Jelang Idul Adha 1447 H, Pemprov Jatim Pastikan Stok Hewan Kurban Surplus dan Kondisi Sehat - Telusur

Jelang Idul Adha 1447 H, Pemprov Jatim Pastikan Stok Hewan Kurban Surplus dan Kondisi Sehat

Gubernur Jawa Timur Khofifah Indar Parawansa meninjau hewan ternak kurban. Foto: Pemprov Jatim.

telusur.co.id -Pemerintah Provinsi Jawa Timur memastikan kesiapan pelaksanaan ibadah kurban pada Hari Raya Idul Adha 1447 Hijriah/2026 Masehi. Gubernur Jawa Timur Khofifah Indar Parawansa menyebut, ketersediaan hewan kurban tahun ini dalam kondisi aman bahkan surplus dibandingkan kebutuhan.

Menurut Khofifah, kesiapan tersebut tidak hanya mencakup jumlah ternak, tetapi juga jaminan kesehatan hewan, kesiapan sumber daya manusia, hingga infrastruktur pemotongan yang memadai di seluruh wilayah Jawa Timur.

“Alhamdulillah, ketersediaan ternak kurban di Jawa Timur tahun ini sangat mencukupi bahkan surplus. Ini menjadi jaminan bahwa masyarakat dapat melaksanakan ibadah kurban dengan tenang,” ujar Khofifah, Senin (27/4).

Berdasarkan data dari dinas terkait di tingkat kabupaten/kota, jumlah ketersediaan ternak menunjukkan selisih signifikan dibandingkan kebutuhan. Tercatat, sapi tersedia sebanyak 629.119 ekor dengan kebutuhan sekitar 70.550 ekor. Sementara kambing mencapai 940.693 ekor dengan kebutuhan 297.900 ekor, domba 484.468 ekor dengan kebutuhan 58.600 ekor, serta kerbau 1.698 ekor dengan kebutuhan sekitar 10 ekor.

“Kondisi ini menunjukkan angka surplus yang cukup signifikan pada seluruh jenis ternak kurban di Jawa Timur,” jelasnya.

Dari sisi kesiapan tenaga pendukung, Pemprov Jatim telah menyiagakan ribuan personel profesional. Tercatat 950 dokter hewan, 1.500 paramedik veteriner, serta 1.997 juru sembelih halal (Juleha) bersertifikat yang tersebar di 38 kabupaten/kota.

“Seluruh petugas akan melakukan pemeriksaan ante mortem dan post mortem untuk memastikan hewan kurban dalam kondisi sehat, serta daging yang dihasilkan aman, sehat, utuh, dan halal,” kata Khofifah.

Selain itu, infrastruktur penunjang juga dinilai memadai. Jawa Timur memiliki 208 pasar hewan, 2.318 lapak penjualan hewan kurban, 133 rumah potong hewan ruminansia (RPH-R), serta lebih dari 25 ribu titik pemotongan di luar RPH yang telah terdata. Sebanyak 2.670 petugas pemeriksa kesehatan hewan juga turut dilibatkan.

Terkait kesehatan ternak, Khofifah memastikan bahwa kasus Penyakit Mulut dan Kuku (PMK) serta Lumpy Skin Disease (LSD) telah terkendali secara signifikan melalui vaksinasi dan pengawasan intensif.

“Kasus PMK dan LSD di Jatim menurun secara signifikan dan sampai bulan April 2026 ini sudah dapat dikendalikan.
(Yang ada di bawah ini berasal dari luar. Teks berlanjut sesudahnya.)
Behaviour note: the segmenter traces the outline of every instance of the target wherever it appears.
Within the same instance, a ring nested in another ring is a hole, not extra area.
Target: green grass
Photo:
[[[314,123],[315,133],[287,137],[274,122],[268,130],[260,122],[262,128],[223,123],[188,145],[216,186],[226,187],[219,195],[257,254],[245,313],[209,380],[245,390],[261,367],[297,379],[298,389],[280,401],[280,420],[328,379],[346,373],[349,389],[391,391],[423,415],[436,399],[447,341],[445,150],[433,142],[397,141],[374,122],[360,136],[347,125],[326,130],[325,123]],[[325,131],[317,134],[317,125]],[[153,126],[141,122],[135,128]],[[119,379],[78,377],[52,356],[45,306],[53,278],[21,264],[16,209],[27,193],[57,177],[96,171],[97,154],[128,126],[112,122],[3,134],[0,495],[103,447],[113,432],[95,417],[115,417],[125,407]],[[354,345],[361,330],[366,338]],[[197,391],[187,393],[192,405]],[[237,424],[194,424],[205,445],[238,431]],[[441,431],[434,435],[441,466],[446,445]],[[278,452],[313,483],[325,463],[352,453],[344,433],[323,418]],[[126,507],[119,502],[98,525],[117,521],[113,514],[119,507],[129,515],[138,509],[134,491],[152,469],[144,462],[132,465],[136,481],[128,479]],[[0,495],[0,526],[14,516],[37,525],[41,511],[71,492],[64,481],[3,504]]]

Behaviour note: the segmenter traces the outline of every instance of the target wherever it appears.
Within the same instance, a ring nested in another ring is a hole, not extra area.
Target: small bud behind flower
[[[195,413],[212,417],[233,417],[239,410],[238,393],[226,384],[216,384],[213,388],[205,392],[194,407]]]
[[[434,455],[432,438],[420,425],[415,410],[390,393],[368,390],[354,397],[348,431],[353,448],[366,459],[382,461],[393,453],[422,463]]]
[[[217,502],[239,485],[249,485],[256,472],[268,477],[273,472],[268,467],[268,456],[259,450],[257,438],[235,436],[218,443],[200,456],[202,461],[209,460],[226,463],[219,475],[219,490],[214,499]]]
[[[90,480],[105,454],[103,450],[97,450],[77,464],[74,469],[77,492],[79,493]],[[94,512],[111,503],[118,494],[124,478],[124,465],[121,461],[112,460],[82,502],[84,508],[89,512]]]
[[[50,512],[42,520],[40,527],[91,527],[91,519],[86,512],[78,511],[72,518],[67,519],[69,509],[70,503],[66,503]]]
Kami terus melakukan vaksinasi dan pengawasan ketat, sehingga masyarakat tidak perlu khawatir dalam melaksanakan ibadah kurban,” jelasnya.
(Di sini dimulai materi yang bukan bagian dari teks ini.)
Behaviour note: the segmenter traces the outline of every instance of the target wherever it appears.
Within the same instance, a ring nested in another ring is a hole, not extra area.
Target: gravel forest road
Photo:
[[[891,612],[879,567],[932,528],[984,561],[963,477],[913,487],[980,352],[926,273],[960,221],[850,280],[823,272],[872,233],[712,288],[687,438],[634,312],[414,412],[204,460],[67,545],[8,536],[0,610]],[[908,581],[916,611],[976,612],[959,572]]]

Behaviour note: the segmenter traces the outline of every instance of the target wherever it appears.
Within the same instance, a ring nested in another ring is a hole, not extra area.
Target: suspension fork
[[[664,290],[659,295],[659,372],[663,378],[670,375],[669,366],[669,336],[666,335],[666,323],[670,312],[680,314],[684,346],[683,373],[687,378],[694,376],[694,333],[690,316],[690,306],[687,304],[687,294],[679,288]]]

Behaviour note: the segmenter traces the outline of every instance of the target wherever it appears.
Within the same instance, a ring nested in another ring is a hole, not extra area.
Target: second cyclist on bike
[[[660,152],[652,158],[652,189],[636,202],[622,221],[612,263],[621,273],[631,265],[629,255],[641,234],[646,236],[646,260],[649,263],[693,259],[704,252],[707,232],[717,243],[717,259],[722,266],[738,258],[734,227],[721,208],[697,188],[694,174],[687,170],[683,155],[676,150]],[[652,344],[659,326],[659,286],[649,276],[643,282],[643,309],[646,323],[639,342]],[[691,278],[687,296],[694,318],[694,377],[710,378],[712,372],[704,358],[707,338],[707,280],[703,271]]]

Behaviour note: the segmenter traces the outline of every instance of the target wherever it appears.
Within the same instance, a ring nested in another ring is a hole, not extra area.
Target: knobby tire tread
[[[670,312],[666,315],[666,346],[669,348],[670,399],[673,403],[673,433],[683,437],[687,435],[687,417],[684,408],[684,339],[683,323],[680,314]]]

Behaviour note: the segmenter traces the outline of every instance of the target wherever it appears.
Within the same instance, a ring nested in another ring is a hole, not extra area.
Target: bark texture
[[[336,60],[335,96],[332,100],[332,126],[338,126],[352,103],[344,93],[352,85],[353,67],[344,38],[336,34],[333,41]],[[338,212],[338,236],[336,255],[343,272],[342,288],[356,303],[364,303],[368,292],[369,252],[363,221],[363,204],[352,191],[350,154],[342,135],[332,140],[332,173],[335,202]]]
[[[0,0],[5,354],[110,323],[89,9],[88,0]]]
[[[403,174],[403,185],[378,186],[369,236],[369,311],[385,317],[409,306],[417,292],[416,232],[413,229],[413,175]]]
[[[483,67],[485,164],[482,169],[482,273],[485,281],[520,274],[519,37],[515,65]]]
Pemprov Jatim juga menerapkan pengawasan ketat terhadap lalu lintas ternak antarwilayah. Setiap hewan yang diperdagangkan wajib memenuhi syarat kesehatan, telah menerima vaksinasi PMK minimal dosis pertama, serta dilengkapi sertifikat veteriner.

Di akhir pernyataannya, Khofifah mengimbau masyarakat untuk tetap memperhatikan aspek kebersihan lingkungan dan tata cara penyembelihan sesuai syariat.
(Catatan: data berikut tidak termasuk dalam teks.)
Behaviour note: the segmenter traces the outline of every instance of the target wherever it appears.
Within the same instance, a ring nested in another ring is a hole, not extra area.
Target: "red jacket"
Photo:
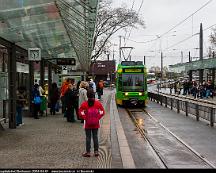
[[[95,100],[93,107],[100,111],[100,116],[98,117],[98,119],[100,120],[105,114],[102,104],[100,103],[100,101]],[[88,110],[88,108],[89,108],[88,101],[83,102],[79,108],[79,116],[84,120],[87,119],[87,115],[85,114],[85,112]],[[84,123],[84,128],[85,129],[97,129],[97,128],[100,128],[100,124],[98,122],[98,124],[95,125],[94,127],[89,127],[86,123]]]

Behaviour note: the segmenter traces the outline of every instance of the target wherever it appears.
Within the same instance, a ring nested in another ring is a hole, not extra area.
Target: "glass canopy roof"
[[[98,0],[0,0],[0,37],[44,59],[75,58],[88,70]]]

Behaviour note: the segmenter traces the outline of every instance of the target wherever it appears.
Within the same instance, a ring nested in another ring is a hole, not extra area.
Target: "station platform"
[[[40,119],[23,117],[23,126],[0,131],[0,169],[127,169],[139,165],[128,144],[124,117],[115,104],[115,90],[105,89],[102,96],[106,114],[99,129],[99,157],[82,157],[85,152],[83,124],[69,123],[61,113]],[[174,110],[149,101],[146,110],[158,123],[174,133],[179,140],[200,157],[216,167],[216,130],[205,121],[178,114]],[[133,131],[133,133],[136,133]],[[145,158],[145,155],[143,155]]]
[[[106,114],[99,129],[98,158],[94,157],[93,153],[90,158],[82,157],[82,153],[85,152],[85,131],[80,120],[69,123],[61,111],[56,115],[50,115],[48,111],[48,115],[40,119],[23,117],[24,125],[16,129],[9,129],[8,123],[2,123],[5,130],[0,131],[0,168],[127,167],[125,164],[123,166],[122,158],[130,161],[129,157],[121,155],[117,138],[118,134],[123,133],[123,129],[118,129],[117,134],[115,129],[118,127],[114,127],[120,120],[115,123],[113,113],[117,112],[117,108],[115,102],[111,101],[113,97],[114,90],[104,90],[101,102]],[[124,144],[124,141],[120,143]]]

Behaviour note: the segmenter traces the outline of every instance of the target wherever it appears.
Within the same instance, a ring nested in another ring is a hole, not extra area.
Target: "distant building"
[[[96,61],[90,66],[89,76],[92,76],[97,83],[99,80],[104,80],[107,83],[115,82],[116,61]]]

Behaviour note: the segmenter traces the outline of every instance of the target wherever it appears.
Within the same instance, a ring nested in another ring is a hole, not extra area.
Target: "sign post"
[[[29,61],[41,61],[41,49],[40,48],[29,48],[28,49],[28,60]]]

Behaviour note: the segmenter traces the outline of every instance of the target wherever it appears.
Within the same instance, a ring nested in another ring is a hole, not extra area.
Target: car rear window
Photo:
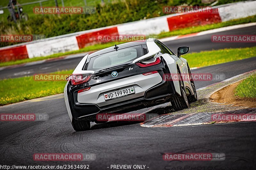
[[[91,58],[87,70],[98,71],[129,63],[142,55],[141,45],[111,51]]]

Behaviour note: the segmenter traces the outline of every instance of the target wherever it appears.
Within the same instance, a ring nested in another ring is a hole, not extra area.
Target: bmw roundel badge
[[[111,75],[112,75],[112,77],[116,77],[118,75],[117,72],[116,71],[114,71],[111,73]]]

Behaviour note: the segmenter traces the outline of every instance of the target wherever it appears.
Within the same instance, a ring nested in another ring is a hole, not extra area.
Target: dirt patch
[[[213,102],[231,104],[234,106],[256,108],[256,99],[235,96],[235,89],[242,81],[226,86],[215,92],[211,96],[210,100]]]

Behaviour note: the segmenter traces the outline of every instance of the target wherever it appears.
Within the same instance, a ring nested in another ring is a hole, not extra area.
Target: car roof
[[[128,47],[135,46],[139,46],[140,45],[142,45],[142,44],[146,44],[146,42],[147,40],[143,40],[132,41],[131,42],[129,42],[126,43],[124,43],[124,44],[121,44],[118,45],[117,46],[118,46],[119,48],[117,49],[117,50],[120,50],[120,49],[123,49]],[[97,51],[96,52],[90,54],[88,56],[88,58],[91,58],[92,57],[95,57],[103,54],[105,54],[111,51],[116,51],[116,50],[114,49],[114,47],[115,47],[115,44],[113,44],[113,45],[114,46],[113,46]]]

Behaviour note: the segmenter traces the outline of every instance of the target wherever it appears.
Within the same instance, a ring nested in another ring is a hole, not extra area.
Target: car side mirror
[[[180,55],[186,54],[189,50],[189,47],[188,46],[180,46],[178,48],[178,51],[177,53],[178,56],[180,58]]]

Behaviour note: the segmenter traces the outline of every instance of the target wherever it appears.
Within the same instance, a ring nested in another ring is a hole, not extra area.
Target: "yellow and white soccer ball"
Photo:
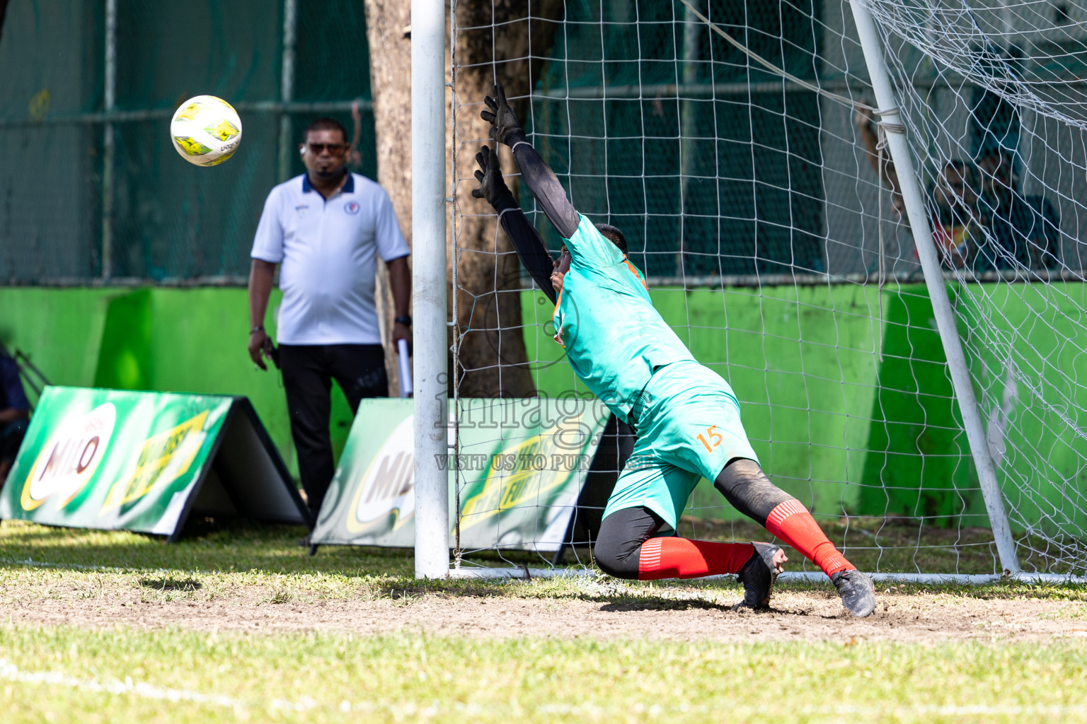
[[[182,157],[197,166],[221,164],[241,143],[241,118],[222,98],[197,96],[182,103],[170,122],[170,138]]]

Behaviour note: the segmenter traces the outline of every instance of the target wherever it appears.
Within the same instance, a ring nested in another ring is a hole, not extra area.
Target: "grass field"
[[[417,582],[289,528],[0,525],[5,722],[1087,721],[1087,587]]]

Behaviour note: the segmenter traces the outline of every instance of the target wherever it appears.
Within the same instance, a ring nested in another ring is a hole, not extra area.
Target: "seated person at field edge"
[[[18,379],[18,365],[0,345],[0,486],[15,462],[29,417],[30,402]]]
[[[1060,265],[1060,218],[1045,196],[1019,191],[1012,155],[990,148],[977,158],[982,176],[979,207],[990,244],[975,264],[977,270],[1052,268]]]
[[[498,155],[476,155],[479,188],[499,214],[525,268],[554,303],[554,340],[574,372],[637,434],[608,499],[595,555],[601,570],[655,580],[738,573],[740,606],[763,608],[784,551],[765,543],[691,541],[677,519],[700,477],[740,512],[819,566],[855,615],[875,608],[871,579],[834,547],[808,509],[759,467],[728,383],[698,364],[653,308],[641,272],[627,261],[626,239],[595,225],[566,199],[554,172],[529,144],[501,86],[487,98],[490,136],[505,143],[529,191],[565,240],[555,261],[502,180]]]
[[[879,155],[876,148],[875,123],[872,111],[857,107],[854,122],[861,136],[861,141],[869,152],[869,161],[879,180],[890,188],[891,209],[899,217],[905,218],[905,204],[898,187],[898,174],[888,151],[883,152],[883,169],[879,168]],[[982,214],[977,206],[977,185],[975,169],[960,158],[952,158],[944,164],[936,185],[929,191],[933,223],[933,242],[940,252],[940,262],[945,267],[961,269],[974,268],[978,250],[985,243]],[[917,256],[916,249],[913,252]]]

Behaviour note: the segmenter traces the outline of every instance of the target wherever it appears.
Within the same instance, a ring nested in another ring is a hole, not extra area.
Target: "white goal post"
[[[572,475],[576,501],[514,495],[532,472],[499,463],[505,412],[492,433],[468,415],[477,398],[587,396],[552,305],[471,196],[496,81],[520,88],[574,205],[624,229],[654,305],[729,380],[767,474],[860,568],[1087,572],[1087,0],[454,0],[449,15],[413,0],[412,16],[416,575],[592,570],[624,459],[611,421],[592,469],[539,456],[554,462],[533,484]],[[546,545],[503,528],[529,510]],[[462,538],[480,517],[493,539]],[[677,532],[769,535],[704,481]],[[790,558],[792,577],[820,577]]]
“Kami menghimbau agar masyarakat tidak khawatir dan tidak perlu ragu melakukan ibadah kurban karena ternak tersedia cukup dan penyakit sudah terkendali,” tegasnya.

“Dengan kesiapan yang matang ini, kami optimistis pelaksanaan kurban di Jawa Timur tahun ini berjalan aman, lancar, dan memberikan keberkahan bagi seluruh masyarakat,” pungkasnya.